The STAR collaboration would greatly benefit from joining the iVDGL collaboration and we believe this benefit will be mutual.

·         Several ongoing activities are overlapping with iVDGL interest (monitoring, possible testing and/or deployment of VDT, use of MDS etc …) and bringing our experience and feedback to the source of the activities, while benefiting from a greater awareness of direction and development, will lead to a net resource benefit by avoiding activity replication.

·         IVDGL has extensive experience in packaging and distribution of standard toolkit. We hope to benefit from this experience.

·         While iVDGL is aimed toward driving the Grid to an every day production use of Petabyte scale, we believe that, as an active on going experiment, we can truly bring this goal to reality: we are an active experiment with real PetaByte scale data samples every year, resource constrained we do need to migrate both our production and user analysis to a Grid infrastructure. In other words, we believe that existing experiments, with a large number of potential early users of the Grid, offer a superb and immediately available test-bed for Grid infrastructure and developments.

·         In this context, we believe we can play an important role in projects such as Grid3. While shaped around providing infrastructure and services for LHC-oriented production, we firmly believe that running experiments offer a unique (user) environment in which base components of the Grid can be stress tested and therefore, allow for catching possible problems at an early stage. We see this as a major strength of our possible collaborative efforts as robustness and scalability issues of the components can be immediately assessed by our community.

·         Sharing the same facilities with other experiments, participation to existing collaboratory pilot projects is fundamental to us as we can cross benefit from development, experience and manpower put into other areas, allowing for a faster convergence toward our Grid activity goals.

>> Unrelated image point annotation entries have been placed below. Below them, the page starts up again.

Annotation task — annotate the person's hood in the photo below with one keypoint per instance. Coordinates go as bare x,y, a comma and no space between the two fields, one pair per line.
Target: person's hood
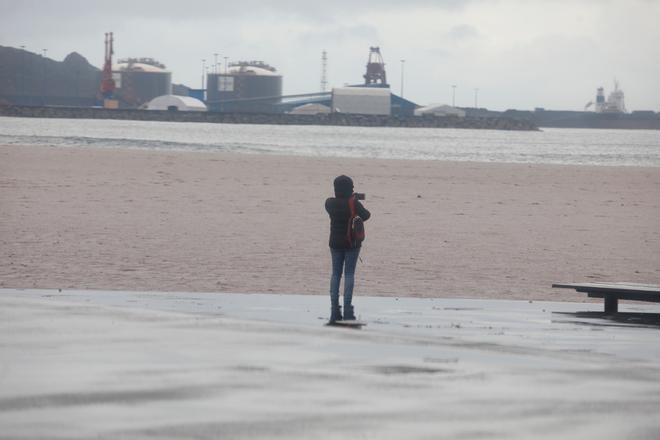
343,187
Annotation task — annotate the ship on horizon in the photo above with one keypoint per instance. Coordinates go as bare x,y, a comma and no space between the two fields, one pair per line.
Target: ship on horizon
615,102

·         Furthermore, we view the participation and emancipation of the IT department at the Brookhaven National Laboratory as a crucial ingredient toward a long term successful Grid deployment.  In the past involved in activities focused around cyber-security, networking, user and general application service, etc …, the IT department has showed a strong interest in Grid activities and joined the STAR team in the PPDG effort. This unprecedented collaborative effort between STAR (Physics department) and the IT department was surprisingly not attempted by anyone before. To broaden the scope of Grid activities outside the Physics department where it is currently confined, and bring Brookhaven Grid to a Laboratory wide level, we believe a strong participation of the IT department in iVDGL activities to be an essential step toward success. It is clear in our mind that since the Grid activities are pushing the frontier of networking, security, software application in general, it is natural to turn and include in the long term planning our local IT team having both most experience in dealing with a large heterogeneous community and lab-wide responsibility in needed activities. Participation in issues such as (as an example) security is essential to ensure compatibility between the Grid ideals and the DOE laboratory regulations. As a facility support group, participation and teaming with iVGDL / iGOC is natural.

 

Conclusion

The STAR team, with help from the IT department, has engaged itself in achieving several important tasks on the path toward consolidating its grid infrastructure and achieving a fully deployed Grid environment by 2005. However, much is still to be done. In order to achieve such an environment, including its operational aspects, it is appropriate for us to explore new approaches to sharing and competitiveness, and to seek new partnerships within the field and with those outside the field. Furthermore, long term planning and comprehensive Grid strategy is an essential component to our success and within this scope, this document is and opening to partnership with iVDGL.